Thailand could soon be top of the edible insect market
It looks like Thailand could be poised to be at the top of the edible insect market. That is, if a new United Nations study on edible insects has anything to do with it. In the study published by the United Nations’ Food and Agricultural Organization this week, they mention the edible insect market is expected to grow by more than 60 percent in the next 25 years and that Thailand is one of the world’s leaders in the industry. That’s because edible bugs and worms are plentiful in Thailand, as well as nutritious and, of course, cheap.
The study done by the UN was carried out in Thailand, one of the main countries in the world for the consumption of edible insects. Anyone who has traveled even a little in Thailand knows this, as bugs like crickets, bamboo worms and grasshoppers are easy to find, are cheap to buy and, yes, they are delicious and nutritious.
Which types of edible insects are eaten in Thailand?
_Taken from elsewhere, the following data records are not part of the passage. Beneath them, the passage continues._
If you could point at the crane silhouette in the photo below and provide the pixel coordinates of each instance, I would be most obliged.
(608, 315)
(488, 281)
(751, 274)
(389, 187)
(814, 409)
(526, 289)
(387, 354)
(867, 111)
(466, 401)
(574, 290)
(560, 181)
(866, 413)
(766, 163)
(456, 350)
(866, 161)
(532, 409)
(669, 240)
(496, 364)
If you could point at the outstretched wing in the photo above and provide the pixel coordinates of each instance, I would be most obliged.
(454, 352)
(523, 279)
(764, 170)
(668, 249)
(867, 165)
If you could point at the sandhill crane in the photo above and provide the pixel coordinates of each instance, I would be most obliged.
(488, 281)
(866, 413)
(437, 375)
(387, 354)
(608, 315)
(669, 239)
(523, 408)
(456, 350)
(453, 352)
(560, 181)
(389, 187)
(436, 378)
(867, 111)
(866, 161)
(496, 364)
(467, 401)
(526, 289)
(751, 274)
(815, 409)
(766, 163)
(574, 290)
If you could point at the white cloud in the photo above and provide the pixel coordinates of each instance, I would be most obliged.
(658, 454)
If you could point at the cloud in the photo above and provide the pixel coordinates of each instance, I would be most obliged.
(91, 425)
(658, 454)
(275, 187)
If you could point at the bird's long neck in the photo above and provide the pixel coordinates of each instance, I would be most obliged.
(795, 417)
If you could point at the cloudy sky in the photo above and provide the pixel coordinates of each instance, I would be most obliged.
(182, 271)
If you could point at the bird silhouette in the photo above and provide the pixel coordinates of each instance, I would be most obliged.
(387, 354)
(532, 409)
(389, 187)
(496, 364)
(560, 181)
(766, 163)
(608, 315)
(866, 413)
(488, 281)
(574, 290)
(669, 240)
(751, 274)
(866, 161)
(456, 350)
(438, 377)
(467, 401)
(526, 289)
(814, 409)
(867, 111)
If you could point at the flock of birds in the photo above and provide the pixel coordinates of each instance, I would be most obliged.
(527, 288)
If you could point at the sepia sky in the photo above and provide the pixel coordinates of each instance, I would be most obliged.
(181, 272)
There are around 200 insects species consumed in Thailand, some of which are farmed in the wild while many others now come from insect farms set up for the purpose. Much of the popular edible insect market in Thailand occurs in rural areas, where people have eaten them as part of a healthy diet for generations, but insects and bugs are also consumed in cities like Bangkok and Chiang Mai as well.
With its latest study on edible insects, the UN is urging Thailand to continue to increase its farming of them and its research into better ways of doing so as the UN believes, if there is ever a world food shortage, eating insects could be one of the easiest ways to lessen the effects.
If you’ve been to Thailand and haven’t partaken of the delights in the Thai edible insect market, the next time you’re here you really should. You can buy anything from bamboo worms and crickets to cockroaches, scorpions, weaver ants and buffalo dung beetles, and they’re available from street carts all over the country.
Prices for edible insects in Thailand
Typical prices for a bag of fried crickets or bamboo worms start at around 30 baht ($1) a bag, which is usually enough for two people to enjoy a quick snack, and increase depending on how rare the insects are and, of course, how large a portion you buy.
I also highly recommend trying them if you’re ever in a bar and fried edible insects are on the menu. They taste lovely with an ice cold beer.